For that reason, it’s difficult to say with any real clarity how the outcome of this election will impact issues around liberty or in a broader sense America’s relationship with Britain. If Barack Obama is re-elected, I expect that his aggressive drone campaign will continue. More covert wars in far flung corners of the world will begin and end. Secret surveillance initiatives – authorised by a law allowing large-scale interception of foreign communications to and from the US – will keep on operating and may even escalate. American spies, as they have done for decades, will continue to eavesdrop on foreign communications from English bases near Harrogate in Yorkshire and Bude in Cornwall. (And most if not all of this will occur with the tacit support of the British government, entirely beyond public scrutiny.)
What’s more interesting is to consider what a Mitt Romney presidency would look like, because I think another Obama term we can already envisage. If Romney was to be elected into the White House, in many ways it would be a retrograde step.
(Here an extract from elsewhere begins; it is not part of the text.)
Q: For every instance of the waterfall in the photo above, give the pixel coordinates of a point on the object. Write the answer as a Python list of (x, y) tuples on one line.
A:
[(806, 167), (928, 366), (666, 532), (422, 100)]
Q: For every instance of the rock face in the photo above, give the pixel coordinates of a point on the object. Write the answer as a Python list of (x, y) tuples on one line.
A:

Like Obama, Romney keeps his cards very close to his chest when it comes to sensitive matters around national security and counter terrorism – but there are a few hints which offer enough of a glimpse that we can speculate fairly accurately. While Obama outlawed waterboarding as part of an executive order issued days after coming to office in 2009, a recently leaked memo hints Romney would attempt to reintroduce the torture method. In addition, one of Romney’s top foreign policy advisers is a brutal former George W. Bush counter-terrorism official named Cofer Black, who was once quoted saying he wanted to put “heads on sticks” in Afghanistan.
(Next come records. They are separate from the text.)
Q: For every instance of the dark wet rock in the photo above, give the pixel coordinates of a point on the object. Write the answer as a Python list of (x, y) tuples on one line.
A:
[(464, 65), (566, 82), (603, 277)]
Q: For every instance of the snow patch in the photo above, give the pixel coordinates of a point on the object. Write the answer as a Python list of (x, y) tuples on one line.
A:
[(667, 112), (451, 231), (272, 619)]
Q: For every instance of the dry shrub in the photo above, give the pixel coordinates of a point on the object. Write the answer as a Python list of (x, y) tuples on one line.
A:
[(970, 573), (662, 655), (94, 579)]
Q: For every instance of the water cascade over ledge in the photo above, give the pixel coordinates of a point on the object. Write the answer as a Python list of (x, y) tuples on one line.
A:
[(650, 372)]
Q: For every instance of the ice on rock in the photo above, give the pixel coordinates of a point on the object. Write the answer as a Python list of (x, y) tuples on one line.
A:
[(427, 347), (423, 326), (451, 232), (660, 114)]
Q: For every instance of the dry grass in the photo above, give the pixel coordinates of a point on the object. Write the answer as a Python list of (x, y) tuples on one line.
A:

To me, that suggests a Romney administration would reinstate some of the more medieval elements of the Bush counter-terror effort that were vanquished by Obama (waterboarding being one, secret black site interrogation prisons another). Though the Obama administration’s drone campaign seems increasingly out of control, I can’t help but picture Romney taking decisions that would make Obama look like a constrained moderate. Romney, a venture capitalist born and bred, does not strike me as a man who has spent a great deal of time contemplating civil liberties, human rights, or the complexities of global politics. In fact, Romney doesn’t strike me as a man who has ever contemplated much about anything.
For the UK-USA relationship and for international politics generally, I think a Romney administration would ultimately have an unsettling effect. I could foresee the Romney administration tackling the Iran nuclear question head on like a bull in a china shop, for instance, wading into the region with rhetoric and foolish militaristic bravado, which could have disastrous consequences for America, Britain and the rest of the world. I also wonder how Romney would tackle issues around global internet freedom, which, given consistent pushes to mediate and restructure the web, will become progressively more significant in the next four years. In 2007, as part of a conservative moral crusade, Romney said if elected president he would introduce a law that would force all computers in America to have an inbuilt “porn filter.” That sort of crank policy, as technologically unworkable as it is reactionary, does not fill me with confidence that he would be a strong advocate for internet freedom.